Du 5 au 7 avril 2026, Lyon accueillera le One Health Summit, visant à traduire le concept de 'Une seule santé' en actions concrètes. Le sommet se concentrera sur la gouvernance, la lutte contre les maladies transmissibles et non transmissibles, tout en abordant des thématiques cruciales telles que la résistance aux antimicrobiens et la pollution. Toutefois, la France fait face à des défis économiques qui pourraient compromettre ses ambitions de leadership dans la gouvernance sanitaire mondiale.
Du 5 au 7 avril 2026, Lyon sera le théâtre du One Health Summit, un événement majeur organisé dans le cadre de la présidence française du G7. Ce sommet vise à traduire le concept scientifique de 'Une seule santé' en actions concrètes, réunissant plus de quarante États, des organisations internationales, des scientifiques et des acteurs privés.
Un concept au cœur de la santé mondiale
Le concept de 'Une seule santé', né en 2004 et soutenu par des organisations telles que la FAO, le PNUE, l'OMSA et l'OMS, repose sur l'idée que la santé humaine, animale et environnementale est intrinsèquement liée. Environ 60 % des maladies infectieuses humaines proviennent d'animaux, et près de 75 % des maladies infectieuses émergentes identifiées ces dernières décennies sont d'origine animale.
Objectifs du sommet
Le One Health Summit se fixe plusieurs objectifs clés :
- Améliorer la gouvernance : Renforcer la coordination internationale, le partage des données et la détection précoce des risques sanitaires, surtout dans un contexte où les États-Unis se désengagent de l'OMS.
- Lutter contre les maladies transmissibles : Accentuer la surveillance des zoonoses et répondre aux défis de l'antibiorésistance.
- Aborder les maladies non transmissibles : Mettre en lumière les déterminants environnementaux tels que la pollution, l'alimentation et la dégradation des écosystèmes.
Thématiques au centre des discussions
Le sommet se concentrera sur quatre champs prioritaires :
- Réservoirs zoonotiques et vecteurs de maladies : Comprendre et anticiper les risques sanitaires.
- Résistance aux antimicrobiens : Problème de santé publique causant au moins 1,27 million de décès directs par an.
- Systèmes alimentaires durables : Promouvoir des pratiques alimentaires respectueuses de l'environnement.
- Pollutions : Évaluer l'exposition aux contaminants et leur impact sur la santé.
Les engagements de Lyon
Les discussions du sommet devraient donner lieu à des annonces politiques concrètes, regroupées sous le nom des Engagements de Lyon, qui seront présentés lors de la séquence de haut niveau du 7 avril. La France espère ainsi réaffirmer son rôle dans la gouvernance sanitaire mondiale et promouvoir un multilatéralisme actif.
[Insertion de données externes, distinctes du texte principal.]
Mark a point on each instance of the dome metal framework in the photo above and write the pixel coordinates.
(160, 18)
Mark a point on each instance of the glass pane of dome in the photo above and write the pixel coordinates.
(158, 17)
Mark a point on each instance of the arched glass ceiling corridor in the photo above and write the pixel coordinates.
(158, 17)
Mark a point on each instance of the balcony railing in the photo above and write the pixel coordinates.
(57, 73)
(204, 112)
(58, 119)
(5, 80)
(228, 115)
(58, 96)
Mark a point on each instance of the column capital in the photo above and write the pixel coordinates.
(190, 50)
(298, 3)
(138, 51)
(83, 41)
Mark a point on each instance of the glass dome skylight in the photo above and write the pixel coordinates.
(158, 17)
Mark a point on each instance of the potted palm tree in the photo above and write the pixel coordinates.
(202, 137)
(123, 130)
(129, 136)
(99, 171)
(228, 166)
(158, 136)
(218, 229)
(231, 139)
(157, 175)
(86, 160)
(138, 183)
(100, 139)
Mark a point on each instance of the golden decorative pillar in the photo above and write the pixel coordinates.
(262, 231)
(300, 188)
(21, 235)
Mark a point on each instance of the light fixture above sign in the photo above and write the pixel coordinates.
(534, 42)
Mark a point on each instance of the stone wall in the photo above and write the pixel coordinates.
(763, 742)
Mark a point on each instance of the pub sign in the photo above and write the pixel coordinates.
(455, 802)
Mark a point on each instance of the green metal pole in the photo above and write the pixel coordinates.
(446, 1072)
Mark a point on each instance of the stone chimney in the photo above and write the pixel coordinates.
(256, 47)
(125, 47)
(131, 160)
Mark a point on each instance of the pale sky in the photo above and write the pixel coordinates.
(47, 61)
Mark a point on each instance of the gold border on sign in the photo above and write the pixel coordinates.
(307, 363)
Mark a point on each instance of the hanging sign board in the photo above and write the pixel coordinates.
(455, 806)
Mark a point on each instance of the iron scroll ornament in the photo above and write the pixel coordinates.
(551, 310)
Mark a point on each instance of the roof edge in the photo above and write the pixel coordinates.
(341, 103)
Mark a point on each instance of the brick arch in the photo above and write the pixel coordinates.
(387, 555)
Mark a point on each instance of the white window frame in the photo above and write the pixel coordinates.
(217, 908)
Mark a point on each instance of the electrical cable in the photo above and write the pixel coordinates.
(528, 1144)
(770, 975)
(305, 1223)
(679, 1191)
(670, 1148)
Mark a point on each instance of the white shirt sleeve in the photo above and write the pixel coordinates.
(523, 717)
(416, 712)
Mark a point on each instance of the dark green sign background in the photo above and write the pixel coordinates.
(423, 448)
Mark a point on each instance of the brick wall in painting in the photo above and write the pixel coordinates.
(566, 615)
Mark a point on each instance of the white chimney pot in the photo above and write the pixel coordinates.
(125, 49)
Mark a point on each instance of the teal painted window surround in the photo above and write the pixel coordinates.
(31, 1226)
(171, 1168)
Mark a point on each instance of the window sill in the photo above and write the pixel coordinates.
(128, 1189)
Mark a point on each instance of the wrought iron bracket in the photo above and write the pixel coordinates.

Un contexte économique délicat
Cependant, cette ambition se heurte à des réalités économiques difficiles. La France a décidé de réduire significativement sa contribution au Fonds mondial de lutte contre le sida, la tuberculose et le paludisme, avec un budget prévisionnel de 660 millions d’euros, soit un milliard de moins par rapport au précédent cycle. Cet écart entre les ambitions politiques affichées et la contraction des moyens financiers soulève des questions sur la capacité de la France à assumer son rôle de leader.
Mobilisation des ressources durables
Dans un environnement marqué par des tensions géopolitiques et la fragmentation des financements internationaux, la mobilisation de ressources durables sera essentielle pour crédibiliser les engagements pris lors du sommet. La France doit naviguer dans ce contexte complexe pour garantir que les discussions de Lyon se traduisent par des actions efficaces et significatives.
Conclusion
Le One Health Summit sera un moment crucial pour repenser notre approche de la santé mondiale, en intégrant les enjeux environnementaux et en mobilisant des ressources. L'issue de cet événement pourrait influencer durablement les politiques de santé à l'échelle internationale.